Chad M. Oldfather · February 2009
77 GEO. WASH. L. REV. 308 (2009)
This Article’s aim is to enhance our understanding of the practice of de novo review, with special emphasis on four subsidiary questions. First, how might the practice of de novo review be justified? Does institutional competence provide the answer, or must we look more broadly? Second, do those justifications support the universal implementation of de novo review? Put another way, assuming there are good reasons for appellate courts to engage in de novo review of some portion of the legal determinations that come before them, do those reasons support such review of every legal issue confronted on appeal? Third, if the answer to the second question falls somewhere short of a resounding yes, might it make sense to do away with universal de novo review? Fourth and finally, assuming that we might want to reserve de novo review for certain types of cases or questions (or, to reverse the presumption, that we might want to except certain types of cases or questions from de novo review), how might we go about doing it?
The analysis, which focuses on possible consequentialist rationales for the practice, reveals that the notion of universal de novo review is nowhere near so easily warranted as our intuitions would suggest, that there is no single coherent justification for the practice, and that any serious effort to articulate a justification requires reliance on a cluster of reasons that, while they do not collectively amount to a complete justification, might nonetheless suffice to provide a rule-consequentialist account. It also reveals that there are potentially serious costs associated with universal de novo review. Because it effectively obligates courts to make law in every case presenting legal issues, it will lead to the creation of law in cases where it is inadvisable to do so, and thus lead to the creation of “bad” law. This could occur because the case before the court is factually atypical and thus not representative of the range of situations over which the rule formulated by the court will apply, because the parties fail to provide the court with the inputs it needs to engage in effective lawmaking, or because the court itself lacks the requisite legal or factual expertise to formulate an appropriate rule of law.

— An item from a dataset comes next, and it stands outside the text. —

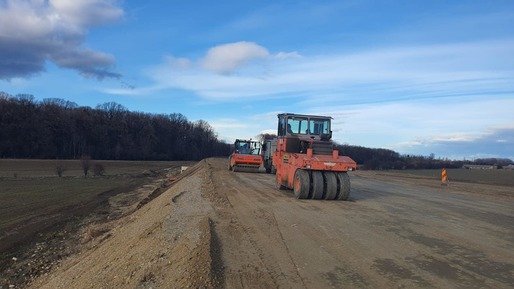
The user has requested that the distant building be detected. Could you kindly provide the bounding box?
[462,165,496,170]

The remainder of the Article proceeds as follows. Part I first gives further definition to the inquiry and then attempts to provide a comprehensive review of the justifications for de novo review, accompanied in each instance by a critique of the particular justification under consideration. The analysis reveals that the primary justifications fall into two general categories. The first has to do with the institutional competence of appellate courts to resolve contested legal issues. The second includes reasons for de novo review that stem from systemic needs rather than from an assumption that appellate courts will necessarily generate better law. Part II assesses the justifications as a whole, considering whether universal de novo review can be justified on either act-consequentialist or rule-consequentialist grounds, and concluding that the latter presents the only plausible source of justification. Finally, Part III considers the possibility of deference. Even if we conclude that universal de novo review could be justified on rule-consequentialist grounds, we might determine that a readily administrable rule of non-universal review would generate an even greater net benefit. Although the Article does not attempt to articulate the content of such a rule in great detail, it does outline some of its basic components. These include a limitation to cases of first impression in which the appellate court has a basis for believing that it is at a lawmaking disadvantage.